How likely is it that the absolute value of a random variable $X$ will be greater than some specific value, say, $a$? The Russian mathematician Andrey Andreyevich Markov proved a simple, yet nice, result which enables us to answer the above question.

Markov’s Inequality states that if $X$ is a random variable with mean $\mu$, and $a>0$ is a positive number, then

$Pr[|X| \geq a] \leq \frac{|\mu|}{a}$

Proof

Let $I$ be an indicator variable such that

$I = \left\{\begin{array}{cc}1 & \text{if } |X| \geq a \\ 0 & \text{otherwise}\end{array}\right.$

If we take $n$ samples from $X$, namely $X_1, X_2, \cdots, X_n$, some of them will be $\geq a$ and the rest will be $< a$. Let $I_1, I_2,\cdots, I_n$ be the value of $I$ for the event $X=X_i, 1\leq i\leq n$. Therefore,

$\begin{array}{ccl}\sum_{i=1}^{n}{I_i}&=&0\times \text{Number of cases where }I_i=0\\&&+1\times \text{Number of cases where } I_i=1\\&=&\text{Number of cases where } I_i=1\end{array}$

and the expected value of $I$ will be

$\begin{array}{ccl} E[I] & = & \frac{\sum_{i=1}^n{I_i}}{n}\\ & = & \frac{\text{Number of cases where } I_i=1}{n}\\ & = & \Pr\left[|X| \geq a\right]\end{array}$.

Now, looking at $I$, we can make the following observations:

• If $|X| \geq a$, then $I = 1$ and thus $aI = a \leq |X|$
• If $|X| < a$, then $I = 0$ and thus $aI = 0 \leq |X|$

Therefore, we have

$aI \leq |X|$

Taking the expectation at both sides, we have

$\begin{array}{cl} & E[aI] \leq E[|X|]\\\implies & aE[I] \leq |\mu|\\\implies & a\Pr\left[|X| \geq a\right] \leq |\mu|\\\implies &\Pr\left[|X| \geq a\right] \leq \frac{|\mu|}{a}\end{array}$

Proved $\square$

What is the use?

We can use this inequality to derive an upper bound to a random variable.

For example, suppose that Lionel Messi scores 1 goal in every two matches he plays, on average. (Therefore, he scores 0.5 goals per match, on average).

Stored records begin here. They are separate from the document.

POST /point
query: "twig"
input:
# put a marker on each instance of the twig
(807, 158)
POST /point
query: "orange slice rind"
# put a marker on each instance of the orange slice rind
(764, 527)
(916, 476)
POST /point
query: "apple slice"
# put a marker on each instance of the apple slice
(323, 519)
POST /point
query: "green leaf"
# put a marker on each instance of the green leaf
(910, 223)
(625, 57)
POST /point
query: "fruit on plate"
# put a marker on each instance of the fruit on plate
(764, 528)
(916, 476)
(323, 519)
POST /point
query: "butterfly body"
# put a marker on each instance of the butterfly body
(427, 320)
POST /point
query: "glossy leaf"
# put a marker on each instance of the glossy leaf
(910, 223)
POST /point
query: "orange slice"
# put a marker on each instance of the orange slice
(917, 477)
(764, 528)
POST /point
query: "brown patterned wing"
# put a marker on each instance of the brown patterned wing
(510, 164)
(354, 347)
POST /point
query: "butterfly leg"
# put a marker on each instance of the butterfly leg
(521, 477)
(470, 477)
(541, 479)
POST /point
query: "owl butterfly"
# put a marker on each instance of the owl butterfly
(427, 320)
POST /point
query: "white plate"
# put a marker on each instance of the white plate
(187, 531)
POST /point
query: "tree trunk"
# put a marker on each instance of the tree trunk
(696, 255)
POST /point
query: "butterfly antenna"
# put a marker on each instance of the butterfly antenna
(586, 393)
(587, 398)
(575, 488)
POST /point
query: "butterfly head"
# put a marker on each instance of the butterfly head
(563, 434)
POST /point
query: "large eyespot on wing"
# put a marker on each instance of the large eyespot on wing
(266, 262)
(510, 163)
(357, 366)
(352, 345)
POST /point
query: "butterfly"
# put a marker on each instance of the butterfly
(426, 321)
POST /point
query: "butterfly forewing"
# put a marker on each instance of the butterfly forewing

Today he is playing against your team, and you hope that he does not score many goals. You ask: what is the probability that he will not score a hat-trick today? Using Markov’s inequality, we can say, the probability that he scores $\geq$ 3 goals today is at most

$\frac{0.5}{3} = \frac{1}{6} \approx 0.16$.

Therefore, there is close to 84% chance that he will not score three goals today.

Markov’s inequality, while simple, gives rather loose bound. A much tighter bound can be found using Chebyshev’s inequality if we know the variance of $X$ in addition to its mean.